Putin actually thinks, just like his Soviet ancestors did, that he can simply order the Russian economy to grow and flourish. This malignant, toxic attitude ignores the reality that the exact opposite is the case: the more Putin clamps down, the more critical oxygen is cut off and the economy begins its neo-Soviet demise. Growth has entirely stopped, the ruble is collapsing and investment capital is fleeing a truly terrifying rate.
Putin has met absolute catastrophe in terms of world opinion of Russia as he has pursued revanchism. Russia now ranks with Iran, North Korea, and Pakistan in a small group of countries whose negative reputation far exceeds its positive. The BBC reports: “Negative views of Russia now average 45% across the countries polled. They largely outweigh positive views (31%), and have gone up four points since 2013.” The billions of rubles that Putin has lavished on English-language propaganda efforts have palpably been wasted.
Even Edward Snowden is starting to look like a Trojan Horse. The U.S. traitor recently appeared on American TV and criticized Putin’s virulent crackdown on the press, and then followed up by stating that, actually, he’d much rather be living in Brazil.
The failure is leading to unintended hilarity, just as it so often did in Soviet times. For instance, weeks after being voted out of the Parliamentary Assembly of the Council of Europe in a truly humiliating international rebuke Russia suddenly announced it was resigning, as if the ejection had never happened, because it was “shocked, shocked” to find PACE was a “russophobic” organization. Of course, it only managed to discovery this, after years of participation seeking international legitimacy, when a democratic vote condemned Russian aggression against Ukraine.

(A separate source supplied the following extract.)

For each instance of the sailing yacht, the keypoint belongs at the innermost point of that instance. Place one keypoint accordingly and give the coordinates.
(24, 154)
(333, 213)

There are even stories about Putin developing an army of killer robots.
Those of us who saw Putin for what he was from the first knew this humiliating failure was coming, too. In the long haul, just as the USSR could not sustain itself Russia will not be able to do so either. It will be eaten away from within by the corruption of unchecked power and it will collapse. But that process took decades in the case of the Soviet Union, and during those decades untold, wretched suffering was wreaked upon the hapless globe. Are we really going to go through that whole process all over again because our craven president is unable to implement policies that would result in a different outcome?

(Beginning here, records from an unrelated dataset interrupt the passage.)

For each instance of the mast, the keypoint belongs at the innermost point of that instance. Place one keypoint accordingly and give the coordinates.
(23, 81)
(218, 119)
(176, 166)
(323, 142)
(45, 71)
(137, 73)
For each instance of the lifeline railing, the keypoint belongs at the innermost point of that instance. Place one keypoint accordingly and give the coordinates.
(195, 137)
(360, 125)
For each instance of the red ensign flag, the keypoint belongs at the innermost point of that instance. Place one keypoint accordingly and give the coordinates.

To be sure, the cracks are already showing in Putin’s foundations. His handpicked puppet in Abkhazia, one of the two regions he invaded and seized from Georgia in 2008, was just ousted in a massive popular uprising that Putin was helpless to prevent. And Putin hasn’t been able to stir up the kind of popular tumult in Eastern Ukraine that could be offered to justify armed intervention and further annexation there. With every day that passes, Crimea realizes more and more clearly that becoming part of Russia could be the biggest mistake it’s ever made.

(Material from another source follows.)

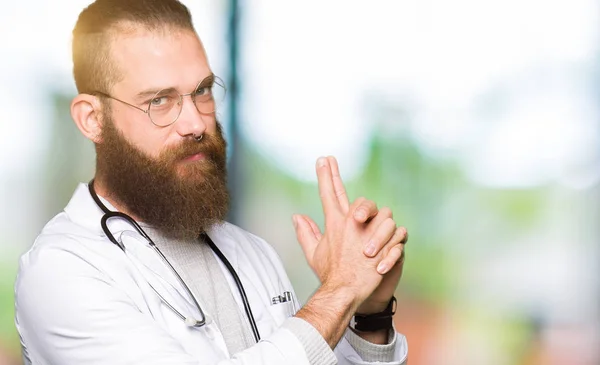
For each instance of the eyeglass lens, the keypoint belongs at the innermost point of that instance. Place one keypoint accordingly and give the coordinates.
(165, 107)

But Putin’s ace in the hole remains Barack Obama, who hasn’t even been able to name a replacement for McFaul in Moscow, much less to do anything at all about Russia’s naked imperialism in Ukraine. Our feeble president is allowing Russian revanchism to poison and smear American honor the same way Jimmy Carter did, and leaving a huge mess for his successor to clean up. We can only pray America is capable of producing another Ronald Reagan.
A fabulous new book on the publication of the famous Russian novel Dr. Zhivago reminds readers of what it was like to live in the former USSR, but really, all you need to do for that is to open a newspaper.